I will be attending a show on April 28th and I have some questions. It's called "Performance Play Day Show", I can't find in the rules anything around attire. It just says heeled boots required and helmets in hunter classes.

My question is, since it's a "Play Day" should I go ahead and DRESS? I mean breeches, tall boots, jackets, and then my fancy western outfit for WP? Or does that mean, low key who cares?

Also I was reading the WA state rules about saddles. Seeing there are really NO requirements for saddles would it be ok to use my Dressage saddle for the english classes? I'd really rather use it because it fits my horse better and me too!!

Any help appreciated!

~Jenn~


----------



## kristy (Dec 8, 2006)

I think this is only going to be a fun show. Personally, I always ride in tall boots, so I would ride in tall boots, breeches and just a t-shirt. Semi-casual.
However, judges do acknowledge and respect people who try to look presentable for shows. I would ensure that you look nice no matter what you wear, with clean and tidy tack and horse. Braiding isn't required I'm sure, but you could consider braiding as well if you are an english rider. 
If you don't own tall boots, I wouldn't recommend buying them for this show unless you plan on showing in the future. 
Good luck at your show!!


----------



## Jr_lover (Apr 14, 2007)

hey i'm planning on going to a fun show sometime soon too. I don't know exactly when ours is but i'm supposed to get the news from the lady at our barn. Where are you gonna be at for this show? Maybe its the same show i'm going to.

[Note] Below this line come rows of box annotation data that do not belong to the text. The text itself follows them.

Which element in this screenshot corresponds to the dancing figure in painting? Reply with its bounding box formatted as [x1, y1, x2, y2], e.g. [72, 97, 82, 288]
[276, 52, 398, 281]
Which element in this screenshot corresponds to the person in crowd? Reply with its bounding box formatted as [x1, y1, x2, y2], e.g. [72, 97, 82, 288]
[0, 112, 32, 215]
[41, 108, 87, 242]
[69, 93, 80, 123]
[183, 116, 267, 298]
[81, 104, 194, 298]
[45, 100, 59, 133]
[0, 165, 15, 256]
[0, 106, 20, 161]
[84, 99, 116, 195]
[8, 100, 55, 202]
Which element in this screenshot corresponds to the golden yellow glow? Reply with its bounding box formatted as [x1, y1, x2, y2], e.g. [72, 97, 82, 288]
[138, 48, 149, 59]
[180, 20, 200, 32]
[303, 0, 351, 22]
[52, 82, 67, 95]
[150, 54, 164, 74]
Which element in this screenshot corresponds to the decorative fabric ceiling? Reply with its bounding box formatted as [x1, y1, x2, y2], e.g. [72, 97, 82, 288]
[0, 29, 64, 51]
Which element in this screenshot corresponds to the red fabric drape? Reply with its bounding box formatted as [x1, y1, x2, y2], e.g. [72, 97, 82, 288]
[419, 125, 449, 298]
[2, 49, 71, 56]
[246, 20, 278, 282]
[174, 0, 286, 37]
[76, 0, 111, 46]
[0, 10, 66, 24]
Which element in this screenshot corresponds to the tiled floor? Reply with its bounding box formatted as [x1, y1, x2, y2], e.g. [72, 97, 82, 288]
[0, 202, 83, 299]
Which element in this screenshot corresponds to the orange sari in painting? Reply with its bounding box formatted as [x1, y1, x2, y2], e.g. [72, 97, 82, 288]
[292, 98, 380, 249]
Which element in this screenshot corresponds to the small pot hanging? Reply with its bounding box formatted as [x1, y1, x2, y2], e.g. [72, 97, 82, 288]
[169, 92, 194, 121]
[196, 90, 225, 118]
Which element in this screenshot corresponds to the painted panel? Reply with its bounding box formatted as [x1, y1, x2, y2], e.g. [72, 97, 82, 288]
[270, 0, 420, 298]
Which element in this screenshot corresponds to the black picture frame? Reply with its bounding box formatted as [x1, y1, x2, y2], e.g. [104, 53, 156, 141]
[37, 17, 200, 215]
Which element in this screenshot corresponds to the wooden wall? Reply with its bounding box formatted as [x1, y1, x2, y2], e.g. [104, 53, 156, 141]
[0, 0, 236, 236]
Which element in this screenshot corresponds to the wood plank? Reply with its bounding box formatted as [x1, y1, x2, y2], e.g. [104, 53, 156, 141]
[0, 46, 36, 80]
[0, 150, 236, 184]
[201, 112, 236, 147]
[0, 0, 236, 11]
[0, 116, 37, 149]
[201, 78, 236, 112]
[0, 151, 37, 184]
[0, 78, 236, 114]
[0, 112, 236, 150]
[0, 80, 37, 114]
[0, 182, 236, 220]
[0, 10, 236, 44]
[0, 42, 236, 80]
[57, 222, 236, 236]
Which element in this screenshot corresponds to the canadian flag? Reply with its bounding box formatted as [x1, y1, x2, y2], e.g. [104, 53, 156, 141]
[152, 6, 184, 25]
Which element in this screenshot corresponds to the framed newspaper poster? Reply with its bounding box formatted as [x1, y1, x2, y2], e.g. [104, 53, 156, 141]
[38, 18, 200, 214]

I know for the attire thing you really should just keep it clean and tidy looking with good attire like nicely dressed.


----------



## DressageOrBust (Apr 15, 2007)

It's in WA state in Port Orchard.


----------



## Jr_lover (Apr 14, 2007)

oh well i'm definitely not going to that show lol thats way far from me. Well i hope you do good and enjoy your show. Tell me the results after you go.


----------